Placement representation in tensor world & buffer world

We need the placement representation in the IR in the design of DISC. I guess this would be a common issue for other host-device joint compiler stacks. A PlacerPass in the tensor world is usually more feasible for a number of reasons. So we need the placement representation in both tensor world and buffer world.

For tensor world:

Our current proposal is to add a custom attribute on mhlo dialect, an example is:

%209 = “xla_hlo.d_reshape”(%arg1, %208) {xla_dhlo.device = “cpu”} : (tensor<?xi32>, tensor<2xi32>) → tensor<?x1xi32>

Another example for a multioutput node:

%5387 = “xla_hlo.d_topk”(%5384, %5386, %73) {dimension = 1 : i64, xla_dhlo.device = [“gpu”, “gpu”]} : (tensor<?x22605xf32>, tensor<?x22605xi32>, tensor) → tuple<tensor<?x6xf32>, tensor<?x6xi32>>

This works fine in our current codebase. However, there’s a risk that other mhlo passes may not properly handle a custom attribute, mistakenly drop it for example, or the replaced ops might not correctly inherit the placement attribute in some kind of mhlo optimizations. So, I can think of two solutions at the moment:

1, Add an “official” attribute in mhlo Dialect, and hope all the mhlo layer optimization passes properly inherit it.

2, Add a memory space property in TensorType.

From my point of view, I personally prefer 1 since it’s not intuitive for a tensor to have a memory space. But I still have a little bit of concern for solution 1, which is, how can we actually make an attribute ‘official’?

Pls let know if you have any better ideas.

For buffer world:

It should be OK for us to just use the MemorySpace attribute in MemRefType. But I still have a few understandings may need to be confirmed:

1, the ‘MemorySpace’ may contains two levels of information: the memory hierarchy (alloc vs alloca), and the memory type (host0/host1/device0/device1/device2). How to interpret it is user-defined.

2, the 'MemorySpace of MemRefType will not be strictly associated with the ‘address space’ of llvm

Does it make sense to create a dialect with a host_tensor and device_tensor type and use these types to represent a placed MHLO graph? This dialect should also include the H2D and D2H HLOs.

The MHLO dialect can then depend on this dialect and MHLOs can be generalized to allow host_tensor and device_tensor as input/output.

I would rather add a new property in TensorType, than to create two new types of host_tensor/device_tensor. New types means we need a type conversion somewhere, which in my understanding is far more complicated.

This all sounds very specific to certain types of implementations and likely calls for some dialect specific mechanisms specific to what is trying to be done.

As a fly on the wall: types are very heavy for such things and make the kind transformations you will seek to do tricky (ie. Try to place on a device, fall back to host, etc). Have you considered an op centric approach for signaling or outlining transitions?

Have you considered an op centric approach for signaling or outlining transitions?

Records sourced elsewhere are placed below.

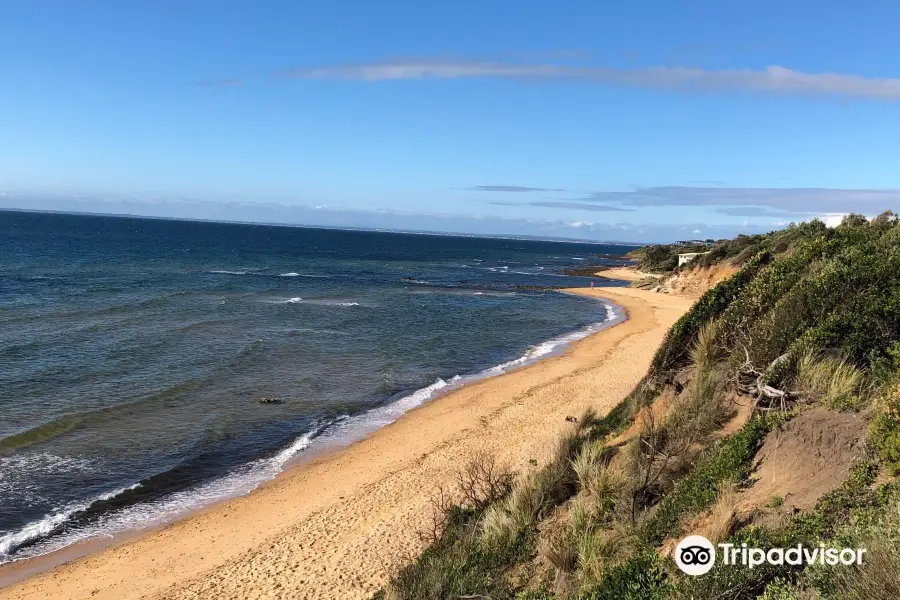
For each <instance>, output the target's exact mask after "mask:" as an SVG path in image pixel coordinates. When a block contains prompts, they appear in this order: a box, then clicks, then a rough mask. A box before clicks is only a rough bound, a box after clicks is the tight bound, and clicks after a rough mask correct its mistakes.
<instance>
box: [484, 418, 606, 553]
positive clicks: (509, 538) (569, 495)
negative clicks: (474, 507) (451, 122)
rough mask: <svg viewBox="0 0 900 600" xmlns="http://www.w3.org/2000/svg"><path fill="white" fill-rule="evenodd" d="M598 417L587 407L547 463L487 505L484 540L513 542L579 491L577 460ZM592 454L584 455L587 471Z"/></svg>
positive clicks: (559, 442) (485, 518) (558, 446)
mask: <svg viewBox="0 0 900 600" xmlns="http://www.w3.org/2000/svg"><path fill="white" fill-rule="evenodd" d="M597 421H598V417H597V413H596V412H594V410H593V409H588V410H586V411H585V412H584V413H583V414H582V415H581V418H580V419H579V420H578V423H576V425H575V427H574V428H573V429H572V430H571V431H569V432H567V433H566V434H564V435H563V436H561V437H560V439H559V441H558V442H557V447H556V451H555V452H554V455H553V458H552V459H551V461H550V463H549V464H548V465H547V466H545V467H544V468H543V469H542V470H541V471H539V472H537V473H531V474H529V475H528V476H527V477H526V478H524V479H520V480H519V481H517V482H516V483H515V484H513V486H512V490H511V491H510V493H509V494H508V495H507V496H506V497H505V498H504V499H503V500H501V501H499V502H494V503H493V504H491V505H489V506H488V507H487V509H486V510H485V512H484V516H483V517H482V519H481V526H480V529H481V539H482V541H483V542H484V543H486V544H492V543H511V542H512V541H513V540H515V539H516V537H518V536H519V534H520V533H521V532H522V531H524V530H525V529H526V528H528V527H533V526H535V524H536V523H537V522H538V521H539V520H540V519H541V518H543V517H544V516H546V514H547V513H548V512H549V511H550V510H551V509H553V508H554V507H556V506H558V505H560V504H561V503H562V502H564V501H566V500H568V499H569V498H570V497H572V496H573V495H574V494H575V493H576V492H577V491H578V476H577V475H576V473H575V471H574V469H573V463H574V462H575V460H576V457H577V456H578V455H579V453H580V451H581V450H582V448H583V447H584V446H585V445H588V444H590V442H589V435H590V430H591V428H592V427H593V426H594V425H595V424H596V423H597ZM589 458H590V457H587V456H586V457H585V458H584V459H582V468H583V469H585V474H587V470H588V469H589V467H588V463H589V462H590V461H589V460H588V459H589Z"/></svg>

Not sure if i get the point, would you explain in a little more detail?

The “MemorySpace” is fairly opaque at the moment, you can use it to model what you want. It’ll likely have to be specific to a target system I think.

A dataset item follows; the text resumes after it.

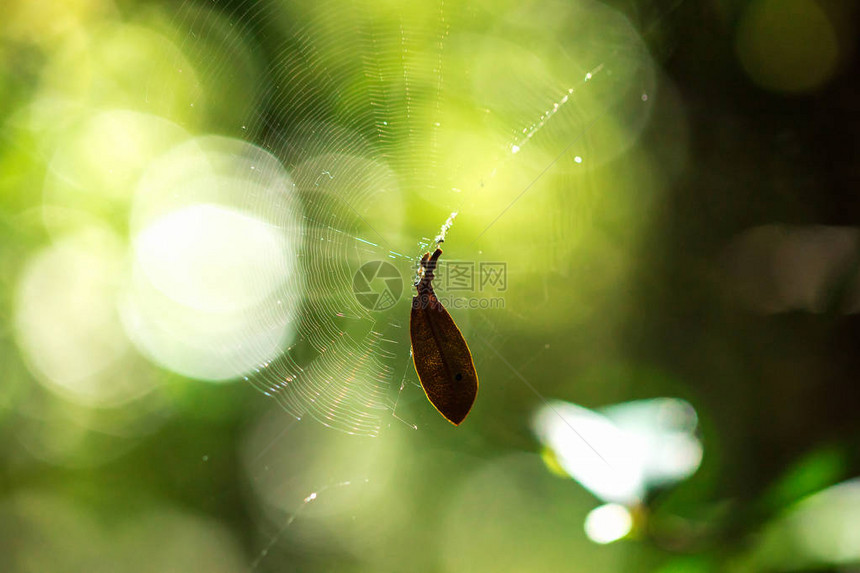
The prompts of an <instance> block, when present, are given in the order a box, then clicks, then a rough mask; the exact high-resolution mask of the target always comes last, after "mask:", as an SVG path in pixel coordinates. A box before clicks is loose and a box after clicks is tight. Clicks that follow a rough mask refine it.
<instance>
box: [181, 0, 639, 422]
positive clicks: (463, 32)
mask: <svg viewBox="0 0 860 573" xmlns="http://www.w3.org/2000/svg"><path fill="white" fill-rule="evenodd" d="M222 10H223V12H219V11H217V10H215V9H213V8H211V7H204V6H203V5H202V4H197V3H192V2H186V3H185V4H183V6H182V9H181V11H180V12H179V14H177V16H176V19H175V21H174V22H175V24H176V26H177V27H178V28H179V29H180V30H186V32H185V33H184V35H183V36H182V42H181V44H182V45H181V46H180V48H181V49H182V50H183V51H185V52H194V51H195V50H197V51H199V52H200V54H203V53H204V52H206V54H205V56H202V55H201V58H200V61H201V62H202V65H199V66H198V67H197V70H196V71H197V73H198V75H199V76H200V78H201V81H202V82H203V83H204V84H205V83H206V81H207V78H222V79H223V77H225V76H226V77H228V78H229V79H228V80H227V82H226V83H227V84H229V85H232V86H235V87H236V88H237V89H241V90H245V91H244V92H243V93H242V96H241V97H239V101H240V102H242V105H241V108H240V109H239V110H235V109H232V110H225V109H222V107H219V105H220V104H219V102H218V94H211V95H210V96H209V97H210V98H211V99H212V100H213V101H207V102H205V103H206V104H207V106H206V108H207V113H209V114H210V115H211V116H212V117H215V118H218V117H228V118H230V121H229V122H227V125H224V124H223V122H222V124H221V125H219V127H220V128H221V129H226V130H227V131H228V132H230V134H231V135H235V136H238V137H239V138H240V139H244V140H246V141H248V142H253V143H254V144H256V145H257V146H259V148H261V149H263V150H265V151H266V152H267V153H268V154H271V156H272V157H274V158H276V159H277V161H278V162H280V164H281V165H282V166H283V168H284V169H285V171H286V174H287V177H288V181H289V184H285V185H284V186H282V187H280V188H278V191H277V192H278V193H280V194H281V195H284V194H286V195H288V197H286V198H285V197H281V198H280V199H277V200H271V199H272V197H271V196H268V195H267V193H270V192H271V187H272V185H271V177H272V175H271V174H272V172H273V171H274V170H276V169H277V168H276V167H269V168H268V169H267V170H264V171H265V173H264V174H262V175H258V176H257V177H258V178H259V179H258V180H257V184H254V185H247V187H246V189H247V190H246V192H245V193H244V194H243V195H242V196H239V197H232V198H230V201H231V202H232V203H233V204H235V205H239V206H240V207H241V208H242V209H243V210H246V211H250V212H253V213H254V214H256V215H257V216H258V217H259V218H261V219H262V220H264V221H266V222H267V223H268V224H270V225H272V226H273V227H276V228H281V229H283V230H285V233H286V234H287V235H288V236H290V237H294V239H295V240H294V241H292V242H288V243H287V244H291V245H297V247H296V248H295V261H296V266H293V265H292V264H289V263H288V257H285V258H284V259H283V260H281V259H274V260H271V261H270V264H271V268H270V271H269V272H274V273H275V274H277V275H279V276H280V277H281V285H280V286H279V288H278V289H277V292H275V293H273V294H272V295H271V296H268V297H266V298H265V299H264V301H263V302H262V303H261V304H262V305H263V312H262V316H264V317H265V321H268V322H271V324H274V325H282V324H284V323H286V322H289V323H294V324H295V326H296V330H295V336H294V337H292V338H291V339H290V340H284V341H283V344H282V348H280V350H279V351H278V352H276V353H275V354H274V355H271V356H268V357H267V358H266V359H261V360H259V362H258V364H257V366H256V367H255V368H253V369H252V371H251V372H248V374H247V375H246V376H245V378H246V379H247V380H248V381H249V382H251V383H252V384H253V385H254V386H256V387H257V388H259V389H260V390H261V391H263V392H264V393H266V394H268V395H270V396H272V397H274V398H275V399H276V400H277V401H278V402H279V403H280V404H281V405H282V406H283V407H284V408H285V409H286V410H287V411H288V412H289V413H290V414H292V415H293V416H295V417H296V418H300V419H301V418H304V417H308V416H309V417H311V418H314V419H316V420H318V421H319V422H321V423H323V424H325V425H326V426H329V427H331V428H335V429H337V430H340V431H343V432H347V433H352V434H361V435H371V436H373V435H377V434H379V432H380V431H381V429H382V428H383V427H385V426H386V425H387V424H390V423H391V420H392V414H393V413H394V409H395V404H396V403H397V400H398V399H399V395H400V391H401V390H402V388H403V384H402V380H404V379H406V378H410V377H414V373H410V370H409V369H410V368H411V361H410V343H409V337H408V316H409V301H410V296H411V294H410V292H409V291H410V289H409V279H410V278H411V277H412V276H413V274H414V270H415V265H416V262H417V260H418V259H419V258H420V256H421V254H423V252H424V251H425V250H426V249H428V247H430V245H431V244H432V242H433V240H432V239H430V238H428V237H433V236H434V235H435V234H436V233H437V232H439V229H440V226H441V225H442V224H443V223H444V222H445V221H446V219H447V218H448V217H449V216H450V215H451V213H454V212H456V213H459V215H458V216H457V221H456V224H454V226H453V228H452V229H451V230H450V232H449V237H448V243H447V244H449V245H450V247H451V252H455V253H456V256H457V258H459V259H470V258H471V259H475V258H477V257H478V256H479V254H484V255H487V256H490V257H496V259H497V260H499V259H500V258H501V257H503V256H504V254H503V253H504V252H506V251H509V250H511V249H513V250H515V251H516V250H521V251H522V250H527V249H531V248H534V244H533V241H534V239H535V236H536V235H535V233H537V237H538V240H540V239H541V238H543V239H547V238H548V237H551V240H549V241H545V242H544V243H543V244H542V245H541V248H547V249H550V250H554V251H555V253H556V256H557V257H562V256H564V254H565V253H566V252H568V250H569V249H570V248H573V246H572V245H574V244H575V240H574V239H575V237H576V235H577V233H578V232H579V227H580V226H581V222H582V221H583V220H585V219H586V218H587V213H588V210H589V207H590V197H591V194H592V190H591V189H590V188H589V179H588V173H589V171H590V170H591V169H594V168H595V167H597V166H599V165H601V164H602V163H605V162H607V161H610V160H611V159H613V158H614V157H616V156H618V155H619V154H620V153H622V152H623V151H624V150H625V149H626V148H627V147H628V146H630V145H632V144H633V143H634V142H635V140H636V136H637V134H638V133H639V132H640V131H641V130H642V128H643V127H644V126H645V124H646V123H647V121H648V117H649V111H650V101H649V96H650V95H651V94H652V92H653V89H654V82H655V80H654V71H653V68H652V63H651V60H650V57H649V55H648V54H647V51H646V49H645V47H644V45H643V43H642V41H641V38H640V37H639V35H638V34H637V33H636V32H635V30H634V29H633V28H632V27H631V25H630V24H629V23H628V21H627V20H626V19H625V18H624V17H622V16H621V15H620V14H619V13H617V12H614V11H613V10H611V9H609V8H607V7H605V6H603V5H601V4H599V3H594V2H575V3H570V2H565V3H557V4H553V3H541V4H540V5H529V6H522V5H520V3H517V2H509V3H505V2H503V3H501V4H500V3H452V2H445V1H444V0H436V1H429V2H421V3H387V4H385V5H384V6H383V7H380V5H379V3H377V2H369V1H368V2H361V1H354V2H346V1H337V2H310V3H294V5H290V6H283V5H281V4H280V3H278V4H276V3H269V2H266V1H260V2H242V3H239V4H237V5H235V6H234V7H232V8H229V9H223V8H222ZM226 22H229V24H225V23H226ZM253 43H256V45H255V46H254V48H255V49H256V50H258V51H259V52H260V53H263V54H265V57H264V58H258V59H255V58H253V57H251V56H249V55H248V48H247V46H249V45H252V44H253ZM261 60H265V61H268V62H270V64H269V65H268V67H267V68H264V69H261V70H258V72H259V73H258V74H257V76H256V77H258V78H263V81H262V85H247V84H245V85H243V84H242V82H243V79H244V78H245V71H246V70H247V69H248V68H249V67H250V68H253V66H254V65H256V64H255V63H254V62H256V61H261ZM234 99H235V98H234ZM192 105H193V104H192ZM200 107H201V109H202V108H203V105H201V106H200ZM201 113H203V112H201ZM258 159H259V158H258ZM263 161H264V162H267V161H268V159H264V160H263ZM257 163H259V161H257ZM550 176H551V177H552V179H553V181H552V182H553V185H552V186H551V187H550V186H549V185H548V184H547V185H545V183H546V180H547V179H549V177H550ZM261 187H262V188H265V189H268V191H261ZM536 193H544V194H545V195H547V196H548V197H549V200H550V201H552V205H553V207H554V210H555V211H556V212H557V213H558V215H557V216H555V217H553V219H552V220H551V221H548V224H547V226H546V227H547V230H546V231H545V233H546V234H545V235H540V233H541V232H542V230H541V229H523V228H522V227H521V224H520V222H519V220H518V219H517V218H516V217H513V218H512V217H511V214H512V213H516V212H517V211H518V210H519V209H520V205H521V204H520V199H522V198H523V197H524V196H526V195H527V194H536ZM267 197H268V199H267ZM571 213H575V214H576V215H575V216H572V217H571V216H570V214H571ZM416 225H417V226H416ZM521 238H528V239H529V240H524V241H520V240H519V239H521ZM370 261H387V262H389V263H391V264H393V265H394V266H395V267H396V268H397V269H398V270H399V271H400V273H401V276H402V277H403V279H404V289H403V292H404V294H403V295H402V296H401V297H400V299H399V301H398V302H397V303H396V304H394V306H393V307H392V308H390V309H389V310H386V311H384V312H377V311H371V310H368V309H367V308H365V307H363V306H362V305H361V304H360V303H359V301H358V300H357V298H356V296H355V293H354V285H353V276H354V275H355V273H356V271H357V270H358V269H359V268H360V267H361V266H362V265H363V264H364V263H367V262H370ZM284 302H288V303H289V304H288V305H285V304H284ZM286 306H293V307H294V308H291V309H289V310H288V309H286V308H285V307H286ZM473 328H474V329H477V330H482V329H484V330H487V332H485V333H484V334H485V335H486V336H479V337H478V340H483V339H485V338H488V337H489V332H490V330H491V328H492V326H491V324H490V323H489V322H488V321H483V322H482V323H480V324H478V323H476V324H474V326H473ZM488 329H490V330H488ZM465 330H467V329H465ZM468 334H469V333H468V331H467V332H466V335H467V338H468ZM479 334H480V333H479ZM230 344H232V345H233V348H232V350H233V351H235V350H236V348H238V349H239V352H245V353H247V354H249V355H257V354H260V355H266V354H267V353H268V354H271V353H270V352H269V351H268V348H269V346H267V345H271V339H270V338H267V339H266V340H265V341H264V342H260V341H259V340H258V339H255V338H254V337H250V336H243V335H242V334H241V333H239V334H237V335H236V336H235V337H234V338H233V339H232V343H230ZM230 344H227V345H228V346H229V345H230ZM257 344H259V345H262V346H261V347H260V348H255V345H257ZM474 344H475V343H474V342H473V353H475V354H476V355H477V352H476V348H475V346H474ZM263 346H265V348H263ZM478 363H479V364H480V359H478Z"/></svg>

Correct, you can use it to model what you want in MLIR. This is why it evolved to just an Attribute recently.

We could do that, but we’d need to think about what it models exactly. For example would it model the multiple cores of a device? XLA can do this kind of things right now, but can’t model the host computation I believe.

We recently added an “encoding” attribute on the TensorType which can support this kind of things as well.

Have you looked in TF dialects and device launch op? This has the added benefit of optimizations not accidentally adding additional transfers.

As the codes for TPU are not fully open sources, I need to confirm my understandings for tf_device.LaunchOp first: what would you put into the body region of tf_device.LaunchOp?
1, one op, or a kernel;
2, a subgraph;
if 2, we’ve considered similar approches, which is to put the device subgraph into a region of some kind of wrapper op. However this will bring additional complexity in order to support UniqueOp in dynamic shape semantics in future. The graph has to be seperated into multiple device::LaunchOps and there has to be a pass to make a correct clustering.
if 1, i don’t see any additional benefits than just to add an attribute. Please correct me if i’m wrong.